Statistical and finance

The Statistical and finance family contains 6 renderer-backed chart variants. Use this page as the entry point for choosing the right variant, then open the variant page for the screenshot, data shape, Rust API notes, and example code.
The chart family is still ordinary Fission UI. Each variant is constructed from typed Rust data, participates in layout and theme decisions, and can be driven by app state, reducers, resources, jobs, or services just like any other widget.
Boxplot screenshot

Variants

Chart
Data shape
Use when
Rows of five-number summaries or raw groups.
Use it when distribution matters more than a single average.
Vec<(x, y, size)>.
Use it when two axes are not enough and size can encode importance or volume.
Rows of open, close, low, high values.
Use it for finance and other range-over-time data.
x index, y index, and value triples.
Use it for density, activity, and matrix-style comparison.
Vec<(f32, f32)> plus emphasis styling.
Use it to mark active locations, alerts, or selected results.
Vec<(f32, f32)>.
Use it to find relationship, clustering, or outliers.

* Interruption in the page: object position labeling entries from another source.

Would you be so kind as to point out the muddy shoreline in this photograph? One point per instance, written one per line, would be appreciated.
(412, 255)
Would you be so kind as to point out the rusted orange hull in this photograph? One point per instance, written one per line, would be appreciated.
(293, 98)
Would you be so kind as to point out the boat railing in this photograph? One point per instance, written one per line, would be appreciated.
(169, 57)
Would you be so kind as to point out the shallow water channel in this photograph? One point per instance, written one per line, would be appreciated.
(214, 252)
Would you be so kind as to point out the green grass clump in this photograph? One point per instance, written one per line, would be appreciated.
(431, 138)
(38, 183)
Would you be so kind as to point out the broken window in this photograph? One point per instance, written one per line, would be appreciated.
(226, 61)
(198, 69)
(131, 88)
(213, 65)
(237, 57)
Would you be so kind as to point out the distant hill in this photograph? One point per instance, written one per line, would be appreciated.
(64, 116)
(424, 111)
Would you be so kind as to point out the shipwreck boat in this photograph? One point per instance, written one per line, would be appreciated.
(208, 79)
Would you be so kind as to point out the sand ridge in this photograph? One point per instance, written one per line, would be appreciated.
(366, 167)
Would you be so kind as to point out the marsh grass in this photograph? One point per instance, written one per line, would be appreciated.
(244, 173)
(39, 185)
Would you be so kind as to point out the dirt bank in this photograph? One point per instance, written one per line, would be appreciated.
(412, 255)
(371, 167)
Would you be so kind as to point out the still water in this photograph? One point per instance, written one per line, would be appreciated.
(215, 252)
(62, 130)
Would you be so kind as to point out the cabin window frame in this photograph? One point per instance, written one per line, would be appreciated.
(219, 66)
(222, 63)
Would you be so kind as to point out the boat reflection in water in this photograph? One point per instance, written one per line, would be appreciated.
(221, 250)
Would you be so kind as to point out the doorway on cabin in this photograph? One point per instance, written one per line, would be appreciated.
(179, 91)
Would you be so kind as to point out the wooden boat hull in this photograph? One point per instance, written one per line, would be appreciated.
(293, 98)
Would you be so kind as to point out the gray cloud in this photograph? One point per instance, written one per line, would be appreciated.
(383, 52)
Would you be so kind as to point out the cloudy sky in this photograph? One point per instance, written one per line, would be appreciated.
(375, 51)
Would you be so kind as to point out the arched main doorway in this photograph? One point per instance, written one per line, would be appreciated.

Choosing within this family

Start with the user's question, not the visual effect. Pick the simplest variant that makes the answer clear, add interaction only when it reduces work for the user, and keep animation purposeful enough that it explains a change rather than decorating the page.

Authoring from a Fission component

Use this reference page as the chart expression inside ordinary Fission component conversion. The chart is a Widget, so it can sit inside a Card, Grid, Scroll, responsive page section, or any other layout container.
use fission::prelude::*;
use fission::charts::{Axis, Chart, LineSeries};

pub struct StatisticalAndFinanceChart;

impl From<StatisticalAndFinanceChart> for Widget {
    fn from(_: StatisticalAndFinanceChart) -> Widget {
        Chart::new()
            .title("Statistical and finance")
            .x_axis(Axis::category(vec!["A", "B", "C"]))
            .y_axis(Axis::value())
            .series(vec![LineSeries::new("Series").data(vec![1.0, 2.0, 3.0]).into()])
            .into()
    }
}
Keep expensive data loading outside component conversion. A reducer, job, service, or server route should prepare the typed chart data, then the component should read that state and construct the chart deterministically.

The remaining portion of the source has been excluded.